ImageGreetings, Loyal Followers!  Sorry that it’s been so long without a blog.  If it gets this way, I also blog on MARTA Rocks! from time to time.  However, I have soooo much to go on about!  Most recently, I attended the first meeting for the Atlanta Railvolutionaries meeting at the Avondale MARTA Station.  If you haven’t followed with this group, you should.  They are beginning their nonprofit group of advocating transit-oriented development around MARTA stations and encouraging residents and civic leaders alike to engage in conversations to enhance transit accessibility in various communities.  Thursday was the first meeting to discuss the comprehensive plan to surge mixed-use development around the Avondale MARTA station.  Joining us that day was Amanda Thompson, Planning Director with the City of Decatur, Patrick Sweeney, Senior Project Manager for Transit and Transportation from the Atlanta BeltLine, and a host of MARTA representatives.

The study was revived from a 2002 plan to bring life back into the busy commuter station.  If you haven’t been past Decatur, it doesn’t look anything worth traveling to.

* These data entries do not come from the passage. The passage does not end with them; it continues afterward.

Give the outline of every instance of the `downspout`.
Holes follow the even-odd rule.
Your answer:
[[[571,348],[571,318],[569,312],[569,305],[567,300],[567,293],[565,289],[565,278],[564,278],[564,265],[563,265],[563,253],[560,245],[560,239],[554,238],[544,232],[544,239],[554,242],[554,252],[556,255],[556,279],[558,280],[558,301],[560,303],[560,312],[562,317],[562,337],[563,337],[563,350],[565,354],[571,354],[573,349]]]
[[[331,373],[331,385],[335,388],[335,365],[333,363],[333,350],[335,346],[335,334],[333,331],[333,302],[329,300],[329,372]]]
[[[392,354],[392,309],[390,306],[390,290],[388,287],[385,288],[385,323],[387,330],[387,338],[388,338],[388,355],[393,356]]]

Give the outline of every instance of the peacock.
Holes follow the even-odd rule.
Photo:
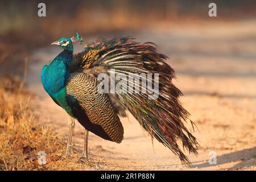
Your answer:
[[[170,148],[183,164],[189,166],[178,143],[181,142],[183,149],[195,155],[199,143],[184,126],[187,121],[193,129],[195,124],[179,101],[182,93],[172,81],[175,76],[166,63],[167,56],[159,53],[154,43],[138,42],[132,36],[101,39],[87,43],[84,51],[77,53],[73,53],[73,43],[81,44],[82,38],[76,33],[71,38],[61,38],[52,43],[64,51],[43,67],[41,75],[46,92],[71,118],[65,155],[71,155],[75,119],[85,129],[82,158],[88,162],[88,132],[121,143],[123,128],[119,117],[127,116],[129,111],[152,139]],[[150,97],[150,92],[108,92],[105,89],[108,84],[102,84],[102,80],[110,80],[110,84],[106,82],[109,85],[119,84],[120,79],[110,80],[113,75],[142,73],[158,76],[158,80],[146,80],[148,84],[157,84],[157,98]],[[102,74],[106,77],[101,80],[99,76]],[[138,80],[126,79],[124,82],[130,91],[138,91],[136,86],[141,91],[144,89],[145,85]]]

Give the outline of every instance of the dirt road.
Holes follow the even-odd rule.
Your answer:
[[[89,134],[89,157],[101,160],[93,169],[256,170],[256,24],[170,26],[134,35],[139,41],[155,42],[170,57],[177,77],[174,82],[184,94],[181,101],[199,130],[195,133],[201,145],[199,155],[188,154],[192,168],[183,167],[157,141],[153,150],[151,138],[130,114],[122,119],[125,137],[121,144]],[[40,80],[43,65],[60,51],[52,46],[35,51],[27,81],[38,96],[35,112],[67,137],[68,117],[43,90]],[[77,123],[73,143],[79,152],[82,139]],[[216,154],[217,164],[209,163],[209,152]]]

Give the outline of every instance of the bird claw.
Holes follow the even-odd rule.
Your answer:
[[[85,157],[80,157],[80,158],[79,158],[79,160],[80,160],[80,162],[82,162],[84,163],[87,163],[87,164],[89,164],[89,160],[88,160],[88,159],[86,158],[85,158]]]

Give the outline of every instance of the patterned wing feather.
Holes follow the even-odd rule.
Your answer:
[[[84,55],[93,49],[98,51],[93,61],[82,60]],[[182,93],[172,83],[174,71],[166,63],[167,57],[158,52],[154,43],[136,42],[129,37],[104,39],[88,45],[83,52],[75,57],[80,63],[76,71],[92,74],[95,77],[102,72],[110,75],[113,69],[115,74],[126,76],[129,74],[159,74],[157,99],[148,100],[150,94],[148,92],[134,94],[115,92],[110,96],[111,100],[118,101],[114,104],[114,110],[118,113],[123,113],[124,108],[127,109],[152,137],[168,147],[183,163],[190,164],[177,143],[181,141],[184,148],[197,154],[196,139],[184,124],[187,120],[190,121],[192,126],[193,123],[189,119],[189,113],[179,101]],[[86,63],[90,63],[85,67]],[[131,85],[136,84],[134,80],[127,81]],[[154,85],[154,79],[152,81]],[[115,80],[115,84],[118,82]],[[135,91],[135,87],[127,85]],[[137,86],[142,90],[143,85]]]
[[[109,97],[105,93],[97,92],[98,80],[92,75],[75,72],[71,74],[67,84],[67,94],[78,101],[84,110],[88,119],[92,125],[101,126],[102,131],[84,124],[87,118],[81,118],[79,121],[88,130],[105,139],[107,134],[110,140],[121,143],[123,138],[123,129],[117,114],[114,111]],[[77,114],[80,114],[77,113]],[[80,119],[79,119],[80,118]]]

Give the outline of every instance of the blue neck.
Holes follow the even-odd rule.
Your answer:
[[[65,88],[69,77],[69,66],[73,58],[73,49],[64,50],[42,72],[42,81],[46,91],[53,96]]]

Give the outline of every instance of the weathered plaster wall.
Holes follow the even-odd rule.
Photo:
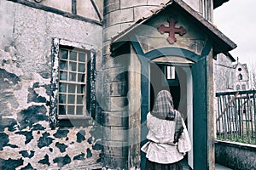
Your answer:
[[[102,26],[9,1],[0,2],[0,169],[100,162],[93,123],[51,128],[49,115],[52,39],[89,44],[101,56]]]

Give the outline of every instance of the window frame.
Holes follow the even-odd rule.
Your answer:
[[[58,113],[59,105],[59,70],[61,48],[72,48],[75,51],[85,51],[90,54],[87,58],[87,76],[85,80],[85,115],[64,115]],[[60,38],[53,38],[52,44],[52,70],[51,70],[51,96],[49,109],[50,127],[56,126],[81,126],[91,123],[96,115],[96,51],[92,46],[79,42],[70,42]],[[86,121],[87,120],[87,121]]]

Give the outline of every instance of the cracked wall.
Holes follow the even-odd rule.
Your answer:
[[[100,162],[99,130],[49,127],[52,39],[90,46],[102,26],[0,2],[0,168],[71,168]]]

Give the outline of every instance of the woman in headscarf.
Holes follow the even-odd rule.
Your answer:
[[[181,160],[190,150],[191,143],[169,91],[157,94],[153,110],[147,115],[147,126],[148,142],[142,147],[146,152],[146,170],[182,170]]]

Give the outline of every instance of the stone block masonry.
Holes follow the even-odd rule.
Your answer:
[[[101,165],[96,123],[50,127],[49,112],[53,39],[101,56],[102,26],[6,0],[0,20],[0,169]]]

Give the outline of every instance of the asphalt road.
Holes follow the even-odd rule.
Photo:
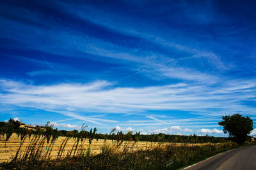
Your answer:
[[[256,170],[256,145],[225,152],[184,169]]]

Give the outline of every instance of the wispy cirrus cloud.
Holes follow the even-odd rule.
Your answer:
[[[246,81],[241,82],[241,85],[237,82],[236,89],[224,86],[214,90],[202,85],[184,83],[126,88],[111,87],[113,84],[106,81],[34,85],[2,80],[0,85],[4,93],[1,94],[1,101],[5,104],[42,110],[51,108],[56,111],[63,111],[63,108],[72,108],[73,112],[84,110],[115,113],[182,110],[204,115],[211,109],[212,114],[219,115],[223,112],[241,110],[255,114],[253,108],[243,103],[244,101],[255,100],[254,81],[248,81],[247,85]],[[214,90],[219,92],[212,93]],[[224,92],[221,93],[221,90]],[[150,115],[147,117],[162,124],[166,122]]]
[[[198,131],[198,132],[204,133],[204,134],[212,134],[212,133],[223,134],[223,131],[218,130],[217,129],[215,129],[215,128],[213,129],[202,129],[200,131]]]

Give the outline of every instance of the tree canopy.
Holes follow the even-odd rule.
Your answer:
[[[240,114],[222,117],[222,121],[219,125],[223,127],[223,132],[229,133],[230,137],[234,137],[239,144],[243,144],[247,138],[247,135],[253,129],[253,121],[248,117],[242,117]]]

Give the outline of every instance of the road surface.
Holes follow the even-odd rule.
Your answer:
[[[256,170],[256,145],[227,151],[184,169]]]

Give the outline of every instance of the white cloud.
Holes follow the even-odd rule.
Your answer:
[[[222,131],[221,130],[218,130],[217,129],[215,129],[215,128],[212,130],[208,129],[202,129],[198,132],[200,133],[209,133],[209,134],[212,134],[212,133],[223,134],[223,131]]]
[[[256,135],[256,129],[254,129],[250,134],[255,136]]]
[[[193,132],[193,130],[190,129],[188,129],[188,128],[185,128],[184,129],[184,131],[186,132]]]
[[[112,132],[114,132],[115,131],[120,131],[120,130],[121,130],[121,127],[120,127],[119,126],[116,126],[112,129]]]
[[[19,122],[20,122],[20,120],[19,119],[19,118],[17,118],[17,117],[15,117],[15,118],[13,118],[13,120],[14,121],[19,121]]]
[[[56,122],[51,122],[49,124],[50,125],[53,125],[56,127],[67,127],[67,128],[72,128],[72,129],[79,129],[79,127],[77,125],[70,125],[68,124],[58,124]]]
[[[143,130],[143,129],[137,129],[136,131],[137,132],[143,132],[143,131],[144,131],[144,130]]]
[[[20,120],[17,117],[13,118],[13,119],[14,121],[18,120],[19,122],[20,122]],[[6,120],[4,120],[4,122],[9,122],[9,119],[6,119]]]
[[[154,131],[151,131],[151,130],[148,131],[148,132],[154,132],[154,133],[157,133],[157,134],[159,134],[159,133],[167,133],[168,131],[168,131],[167,127],[164,128],[164,129],[156,129],[156,130],[154,130]]]
[[[179,126],[173,126],[171,127],[171,129],[173,131],[180,131],[181,128]]]
[[[140,113],[150,120],[139,120],[141,123],[135,122],[138,124],[138,126],[141,125],[157,127],[161,125],[172,125],[173,126],[172,130],[179,131],[175,129],[177,127],[174,127],[188,124],[188,121],[196,122],[197,124],[205,122],[201,121],[201,118],[182,119],[180,121],[166,118],[163,119],[154,115],[147,115],[145,113],[148,110],[178,110],[201,115],[212,116],[243,110],[253,115],[256,114],[253,109],[245,104],[241,104],[239,101],[250,101],[250,98],[256,97],[256,93],[253,92],[256,89],[254,81],[242,80],[232,81],[232,83],[227,82],[226,85],[218,88],[184,83],[147,87],[115,87],[112,83],[106,81],[84,84],[34,85],[19,81],[0,80],[0,88],[4,92],[0,95],[0,102],[3,104],[9,106],[11,109],[13,108],[13,110],[15,106],[42,110],[99,125],[102,125],[102,122],[118,123],[118,121],[86,117],[84,113],[93,112],[95,113],[95,115],[109,113]],[[236,88],[234,84],[236,85]],[[223,102],[225,105],[223,104]],[[212,111],[217,108],[219,111]],[[212,118],[204,120],[212,121]],[[181,120],[184,120],[184,122]],[[127,124],[128,122],[126,123],[126,127],[135,126],[135,124],[132,124],[131,121],[131,124]],[[202,128],[205,128],[213,125],[205,124],[205,125],[200,126]],[[196,126],[200,127],[198,125],[195,127]]]

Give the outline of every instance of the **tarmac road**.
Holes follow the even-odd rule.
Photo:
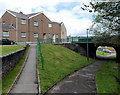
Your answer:
[[[103,61],[96,61],[93,64],[90,64],[87,67],[84,67],[77,72],[74,72],[73,74],[56,84],[46,94],[49,95],[49,93],[97,93],[95,74],[102,63]]]
[[[31,45],[26,65],[17,84],[10,93],[38,93],[36,64],[36,45]]]

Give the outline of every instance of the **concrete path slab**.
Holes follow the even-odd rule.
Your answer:
[[[63,81],[55,85],[48,91],[49,93],[97,93],[95,74],[103,61],[96,61],[93,64],[84,67]]]
[[[22,74],[10,93],[38,93],[36,45],[31,45],[30,54]]]

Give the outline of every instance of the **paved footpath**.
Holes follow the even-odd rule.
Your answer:
[[[38,93],[36,45],[31,45],[23,72],[10,93]]]
[[[102,63],[103,61],[96,61],[74,72],[48,93],[96,93],[95,74]]]

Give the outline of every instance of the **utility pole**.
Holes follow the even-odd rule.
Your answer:
[[[89,60],[88,31],[89,29],[87,29],[87,60]]]

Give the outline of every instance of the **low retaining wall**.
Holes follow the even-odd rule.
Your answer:
[[[5,77],[16,66],[16,64],[24,55],[26,48],[27,45],[21,50],[0,57],[0,60],[2,60],[2,78]]]

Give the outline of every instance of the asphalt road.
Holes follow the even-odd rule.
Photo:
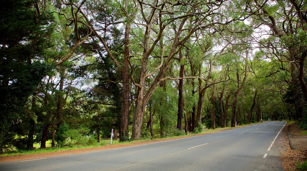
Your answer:
[[[285,123],[263,122],[140,146],[2,162],[0,170],[283,170],[281,147],[275,144]]]

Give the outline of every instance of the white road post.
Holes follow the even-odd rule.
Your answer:
[[[113,129],[111,131],[111,144],[112,144],[112,139],[113,139]]]

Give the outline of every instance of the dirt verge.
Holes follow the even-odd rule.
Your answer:
[[[288,125],[289,145],[282,158],[284,161],[283,165],[286,171],[300,170],[297,167],[297,162],[302,163],[307,160],[307,135],[301,135],[301,131],[297,123]]]

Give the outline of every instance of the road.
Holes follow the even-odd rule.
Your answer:
[[[282,170],[280,147],[275,144],[285,123],[263,122],[140,146],[2,162],[0,170]]]

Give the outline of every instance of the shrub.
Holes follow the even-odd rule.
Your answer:
[[[204,128],[204,125],[201,124],[199,124],[197,127],[195,127],[194,128],[194,130],[192,133],[193,134],[199,134],[201,132],[201,131]]]
[[[307,118],[303,118],[299,119],[299,127],[304,130],[307,130]]]
[[[87,135],[90,129],[87,128],[81,128],[78,129],[71,129],[65,131],[62,137],[65,140],[58,142],[59,146],[89,146],[94,144],[96,142],[95,136],[93,135]]]
[[[206,120],[205,121],[205,124],[206,127],[208,129],[211,128],[212,127],[212,122],[211,121],[211,118]]]
[[[64,133],[68,130],[69,126],[64,121],[59,128],[57,133],[54,136],[54,140],[57,142],[57,145],[59,146],[63,146],[66,138],[64,136]]]
[[[302,163],[298,162],[297,162],[296,166],[300,170],[307,170],[307,161],[305,161]]]
[[[173,136],[181,136],[186,134],[184,131],[182,131],[177,128],[173,129],[171,130],[171,132]]]
[[[146,139],[150,138],[150,133],[148,130],[143,130],[141,133],[141,139]]]

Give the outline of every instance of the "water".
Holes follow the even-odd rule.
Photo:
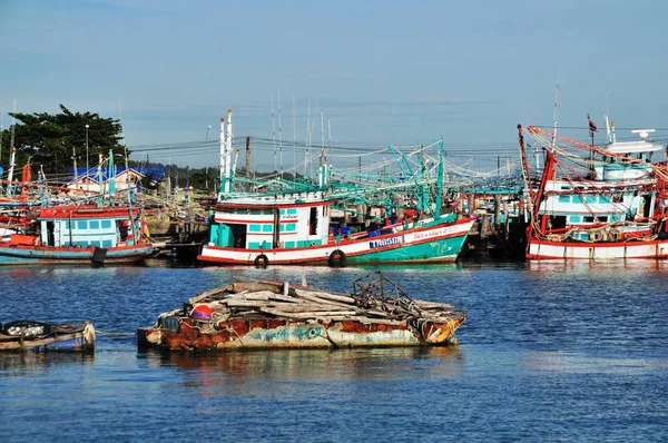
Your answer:
[[[668,439],[668,264],[384,269],[466,311],[459,347],[195,356],[100,335],[91,357],[0,356],[0,441]],[[366,272],[4,268],[0,321],[131,333],[234,276],[344,291]]]

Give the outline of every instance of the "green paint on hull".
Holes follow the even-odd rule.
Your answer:
[[[346,263],[392,263],[392,262],[454,262],[462,249],[466,234],[418,245],[400,245],[393,249],[348,256]]]

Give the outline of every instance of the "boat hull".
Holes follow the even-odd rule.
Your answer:
[[[612,260],[620,258],[668,258],[668,240],[621,243],[574,243],[531,239],[527,258]]]
[[[0,351],[82,352],[95,351],[95,328],[87,322],[78,325],[52,325],[41,336],[10,336],[0,334]]]
[[[89,265],[94,262],[96,249],[43,247],[43,246],[6,246],[0,245],[0,265]],[[153,245],[122,246],[107,249],[105,264],[138,263],[153,256]]]
[[[178,331],[143,327],[140,347],[169,351],[234,351],[269,348],[337,348],[448,345],[465,316],[443,323],[413,325],[364,324],[357,321],[321,323],[271,319],[235,319],[203,329],[196,321],[181,322]]]
[[[475,218],[432,224],[377,237],[332,242],[306,248],[240,249],[205,246],[197,257],[206,264],[258,265],[333,265],[332,255],[343,253],[343,264],[377,263],[453,263]]]

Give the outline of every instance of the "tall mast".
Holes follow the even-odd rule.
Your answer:
[[[297,178],[297,122],[295,116],[295,96],[293,96],[293,180]]]
[[[308,100],[308,115],[306,116],[306,158],[304,158],[304,175],[308,177],[308,164],[311,163],[311,100]]]
[[[281,178],[283,178],[283,134],[281,131],[281,91],[278,91],[278,165],[281,166]]]
[[[220,181],[219,185],[219,193],[223,193],[225,189],[225,163],[226,163],[226,158],[225,158],[225,152],[227,148],[227,135],[225,134],[225,118],[220,119],[220,155],[219,155],[219,161],[218,161],[218,180]],[[178,169],[177,169],[178,170]]]
[[[227,109],[227,127],[225,119],[220,119],[220,193],[232,190],[232,109]]]
[[[274,140],[274,170],[278,169],[278,160],[276,158],[276,121],[274,120],[274,95],[272,93],[272,138]]]
[[[2,164],[2,130],[4,128],[4,106],[0,109],[0,165]]]
[[[17,114],[17,99],[14,98],[13,101],[13,112],[11,116],[11,131],[10,131],[10,137],[9,137],[9,151],[12,152],[11,154],[11,160],[10,160],[10,167],[9,170],[10,173],[13,174],[13,151],[14,149],[14,131],[16,131],[16,126],[17,126],[17,118],[14,117],[14,115]],[[11,177],[9,177],[9,181],[11,181]],[[10,185],[11,186],[11,185]]]
[[[557,141],[557,127],[559,126],[559,108],[561,107],[561,82],[563,81],[563,68],[559,68],[557,72],[557,91],[554,92],[554,115],[552,118],[552,142],[554,148]]]

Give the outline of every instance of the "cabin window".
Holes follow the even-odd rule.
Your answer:
[[[317,233],[317,208],[311,208],[308,216],[308,235]]]
[[[561,229],[566,227],[566,216],[563,215],[553,215],[550,217],[550,223],[552,225],[552,229]]]

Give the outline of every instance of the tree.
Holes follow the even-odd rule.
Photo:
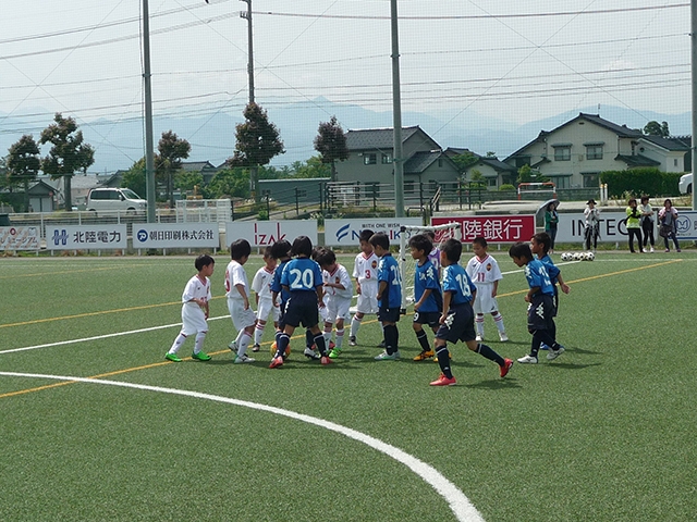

Local points of interest are the DeKalb Farmers Market (1/2 or so mile walk away), the Waffle House Museum (which opens every once in a while), the town of Avondale Estates, and a handful of buses that will take you anywhere but there. The plan is to redevelop 7 acres north of the station into mixed-use development, but the land is owned by DeVry University, who cleverly moved their campus to Downtown Decatur to better service MARTA commuters.  There is also plans to renovate the southern portion of the station (which is actually in the city of Decatur) to make the station more of a town center station like the Decatur MARTA station.  This would include: sharing half of MARTA’s parking lots with the “new development”, connecting nearby streets to enhance walkability, and adding restaurants and shops to entice residents and commuters to walk around instead of to their car.  

The plans are still being developed even more and the engineers and developers that attended the meeting, which ended with a formal presentation at Cakes and Ales in the Decatur Town Square, said that it would be possible but would have to go through many hoops to reach success.  I believe that it would be a wonderful gem for the Blue Line as this station does not get the love that it should.  Come to think of it, has anyone visited the nearby breweries that are over there? Keyword: cashcow.